The Company assesses investments for impairment whenever events or changes in circumstances indicate that the carrying value of an investment may not be recoverable.

Fair Value Method Investments

In 2021, the Company entered into a strategic partnership with Eve UAM, LLC (“Eve UAM”), to develop a network of deployment for Eve UAM’s electric vertical takeoff and landing (“eVTOL”) aircraft.

In 2022, the Company acquired 1,000,000 shares of common stock of Eve Holding, Inc. (“Eve”) and a warrant giving the Company the right to acquire 1,500,000 shares of common stock of Eve at an exercise price of $0.01 per share. The Company also received a put option from an Eve shareholder for the 1,000,000 shares of common stock of Eve payable in aircraft parts credits. The intent of the put option is to reduce the Company’s investment risk in Eve, and the put option expires in December 2031. The Company is restricted from selling the shares underlying the warrant until May 2025, and the warrant expires in May 2032. The Company acquired the shares of common stock, warrant and put option (collectively the “Eve Investments”) for $10.0 million. The Company evaluated the Eve Investments under ASC Topic 321, “Investments – Equity Securities” and ASC Topic 815, “Derivatives and Hedging,” and recorded the Eve Investments based on their pro rata share of the consideration paid using the fair value of the Eve Investments on the acquisition date, with subsequent changes in the fair value reported in earnings. During the year ended December 31, 2023, the Company sold 600,411 shares of common stock of Eve, which concurrently forfeited the 600,411 shares subject to the put option from the Eve shareholder.

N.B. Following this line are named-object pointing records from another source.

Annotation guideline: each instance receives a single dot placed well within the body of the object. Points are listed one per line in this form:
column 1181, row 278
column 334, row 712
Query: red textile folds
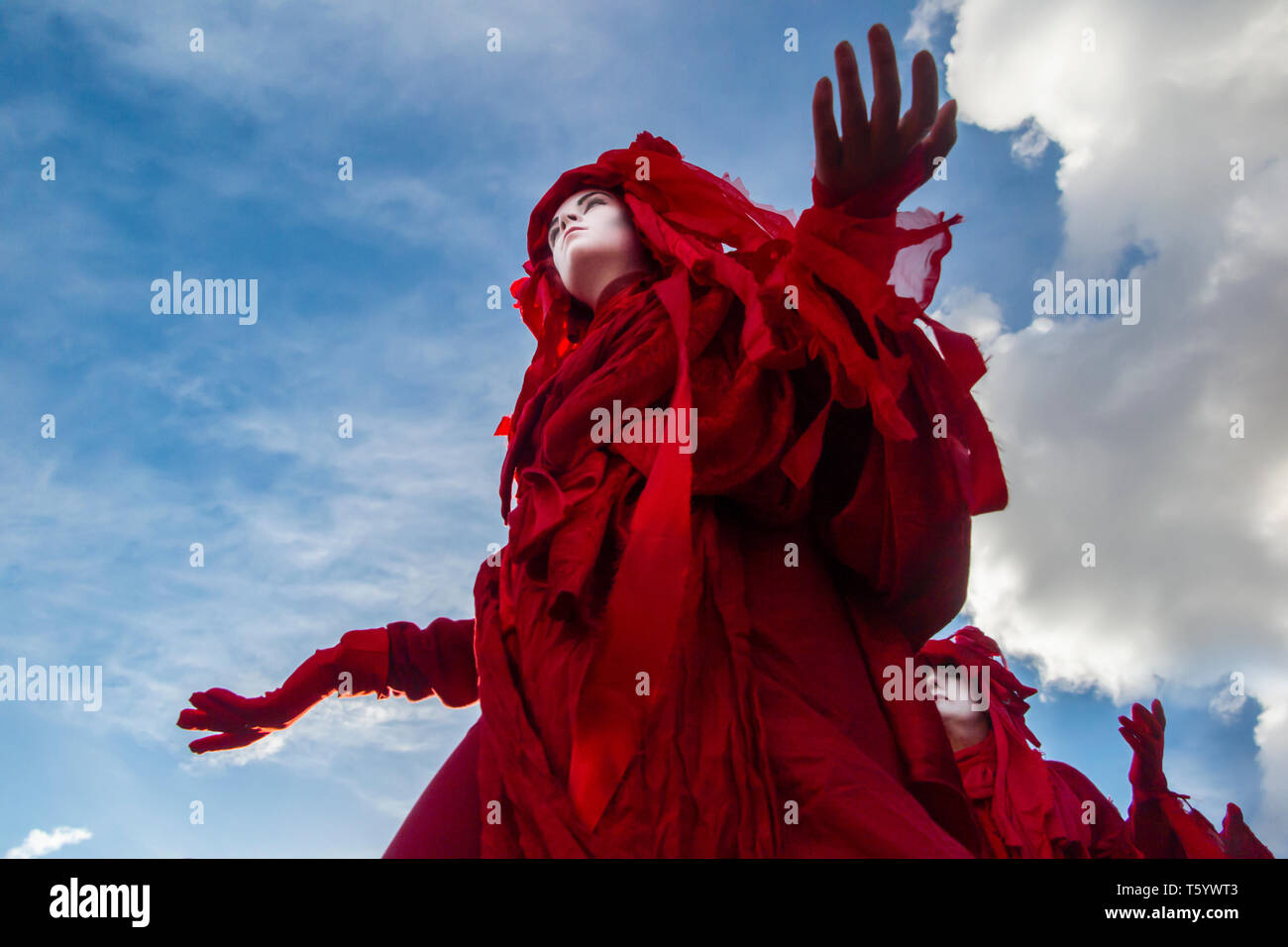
column 677, row 654
column 1028, row 806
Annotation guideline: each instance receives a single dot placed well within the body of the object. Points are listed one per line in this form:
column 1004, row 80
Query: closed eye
column 554, row 224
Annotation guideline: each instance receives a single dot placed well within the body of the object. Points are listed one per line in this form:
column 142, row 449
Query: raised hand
column 241, row 720
column 1144, row 732
column 883, row 155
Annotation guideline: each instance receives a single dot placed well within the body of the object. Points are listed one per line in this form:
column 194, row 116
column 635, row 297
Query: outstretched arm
column 403, row 657
column 1160, row 826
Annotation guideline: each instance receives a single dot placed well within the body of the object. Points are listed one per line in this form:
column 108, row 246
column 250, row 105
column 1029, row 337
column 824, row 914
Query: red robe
column 1029, row 806
column 681, row 655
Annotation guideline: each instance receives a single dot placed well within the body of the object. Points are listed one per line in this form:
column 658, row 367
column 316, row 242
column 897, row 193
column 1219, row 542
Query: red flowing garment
column 679, row 654
column 1029, row 806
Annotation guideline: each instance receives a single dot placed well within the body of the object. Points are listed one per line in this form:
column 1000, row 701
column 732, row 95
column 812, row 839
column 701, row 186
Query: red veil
column 835, row 290
column 1037, row 805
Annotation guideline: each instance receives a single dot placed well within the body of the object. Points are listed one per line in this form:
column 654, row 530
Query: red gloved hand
column 364, row 655
column 1145, row 735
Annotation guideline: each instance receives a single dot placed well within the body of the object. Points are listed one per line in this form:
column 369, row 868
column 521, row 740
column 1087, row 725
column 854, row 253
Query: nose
column 568, row 218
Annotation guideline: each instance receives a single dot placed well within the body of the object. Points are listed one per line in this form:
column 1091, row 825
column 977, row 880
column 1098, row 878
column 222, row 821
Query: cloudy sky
column 1096, row 140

The shares of common stock of Eve are classified as Level 1 within the fair value hierarchy as Eve stock is actively traded on the New York Stock Exchange, and the value is determined using quoted market prices for the equity security. The warrant and put option are classified as Level 3 within the fair value hierarchy (“Eve Level 3 Investments”), and the Company used the Black Scholes Option Pricing Model to determine the estimated fair market value of the Eve Level 3 Investments, including an expected volatility of 52%, which is a significant unobservable input that was derived from historical volatility of comparable companies.

The table below shows the reconciliation of the Eve Level 3 Investments (in thousands):

Eve Level 3 Investments:

Balance at December 31, 2023

    

$

12,477

Unrealized loss

 

(2,731)

Balance at March 31, 2024

$

9,746

The Company recognized unrealized losses of $3.5 million in “Other income (loss), net” on the Company’s consolidated statements of comprehensive income for the three months ended March 31, 2024, related to the Eve Investments. As of March 31, 2024, the fair value of the Eve Investments was $11.9 million and was recorded in “Other Assets” on the Company’s consolidated balance sheet.